The bucket runs on a referrer match. Anything Google's own properties send — AI Overviews, AI Mode — stays in Organic Search, because Google reports its own search as search. Anything that arrives without a header — most mobile chat apps, most shared links — stays in Direct, because the wire is silent.
The bucket is what the dashboard renames. The channel is what arrives.
Rest of World turns AI-search interception into a registration wall
Rest of World added free reader accounts in May, then said hundreds signed up without a hard sell.
The June 18 plan is a light registration wall for regular readers, built in-house, before membership expands later this year. The first price is identity: a known reader AI summaries cannot hand back to a publisher.
Google gives publishers a Preferred Sources button they still cannot audit
Google says Preferred Sources is now global: readers who mark a site are twice as likely to click through, and more than 200,000 unique sites have been selected.

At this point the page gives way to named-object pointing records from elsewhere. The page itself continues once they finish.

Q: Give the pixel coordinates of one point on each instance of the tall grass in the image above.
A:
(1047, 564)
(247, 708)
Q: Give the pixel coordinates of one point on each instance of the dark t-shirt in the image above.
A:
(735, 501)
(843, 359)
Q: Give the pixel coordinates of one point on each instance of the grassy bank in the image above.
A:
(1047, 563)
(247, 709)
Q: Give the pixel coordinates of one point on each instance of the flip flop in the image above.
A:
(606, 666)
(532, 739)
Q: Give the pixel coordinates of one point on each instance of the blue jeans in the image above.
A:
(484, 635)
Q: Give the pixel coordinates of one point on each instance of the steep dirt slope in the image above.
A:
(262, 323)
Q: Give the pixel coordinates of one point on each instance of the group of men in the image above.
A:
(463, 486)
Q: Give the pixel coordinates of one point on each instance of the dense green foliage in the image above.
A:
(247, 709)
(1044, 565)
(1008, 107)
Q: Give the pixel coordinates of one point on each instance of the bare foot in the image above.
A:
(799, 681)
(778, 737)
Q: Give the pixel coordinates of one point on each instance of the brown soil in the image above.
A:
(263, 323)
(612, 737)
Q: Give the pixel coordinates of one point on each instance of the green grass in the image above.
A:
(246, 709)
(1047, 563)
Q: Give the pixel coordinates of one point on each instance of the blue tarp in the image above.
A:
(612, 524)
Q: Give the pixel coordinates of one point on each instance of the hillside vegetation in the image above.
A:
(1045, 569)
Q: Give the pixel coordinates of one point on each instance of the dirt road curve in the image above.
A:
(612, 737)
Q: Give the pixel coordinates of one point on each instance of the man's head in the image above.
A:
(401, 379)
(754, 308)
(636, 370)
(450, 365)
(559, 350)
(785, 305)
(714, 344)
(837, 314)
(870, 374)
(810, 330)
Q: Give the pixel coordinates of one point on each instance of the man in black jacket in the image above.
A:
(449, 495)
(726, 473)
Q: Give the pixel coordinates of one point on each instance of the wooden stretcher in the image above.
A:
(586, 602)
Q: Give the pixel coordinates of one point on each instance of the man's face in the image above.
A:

Good. Now show the line item.
Six months in, the missing piece is still Google Search Console traffic a publisher can verify. A button can rebuild reach only if the publisher can measure the click it earned.
A subscriber bundle is a retention moat — it can't refill the funnel AI search is draining
Every bundle win this year is a retention story — lower churn, longer life, more revenue per reader already converted.
None of it fixes acquisition. The bundle does nothing for the search visitor who now gets her answer on the results page and never reaches the article — the click that used to become a registration, then a trial, then a subscriber.
A great bundle behind a collapsing front door defends a full room while the doorway narrows.
Ahrefs put a number on the squeeze: by February 2026, an AI Overview cut click-through to the top organic result by 58% — nearly double the 34.5% the same firm measured ten months earlier.
In German results, position one falls from 27% to 11% the moment an AI Overview appears. The page still ranks first. The reader stops clicking.
Search traffic to 44 major US publishers grew 5% under AI — then split: Axios +80%, Vox -54%
Estimated organic search traffic across 44 major US publishers rose over the past two years — 54.6 billion visits to 57.3 billion, up about 5%.
The gain hides a sorting. Axios climbed 80%, ESPN 45%, the New York Times 39%, the BBC and AP each around 20%. SFGate fell 57%, Vox 54%, the Atlantic 52%, the Washington Post 35%, the Daily Mail 31%.
The steep losses land on mid-tier titles that grew by having Google surface them to readers who weren't seeking them by name.
The split sorts into three layers. Brand-gravity titles readers seek out directly — the New York Times, BBC, AP, ESPN, CBS News — gained. Aggregators rose too: MSN +31%, Yahoo +6%. The losses concentrate among search-dependent mid-tier titles: Vox, Vice, the Atlantic, Time (-41%), Bloomberg (-41%), Business Insider.
Brand isn't full cover. The Washington Post lost 35%, the Wall Street Journal 36%, CNN 15%; the Guardian held nearly flat (-3%).
One caveat worth stating plainly: these are Semrush visibility estimates over two 24-month windows, not publishers' own server logs, and the analysis names a pattern, not a proven cause.
The mechanism underneath is click compression. Ahrefs measured AI Overviews cutting click-through on top-ranking pages 58% by February 2026, up from 34.5% the previous April. In German results, position-one click-through drops from 27% to 11% the moment an AI Overview appears.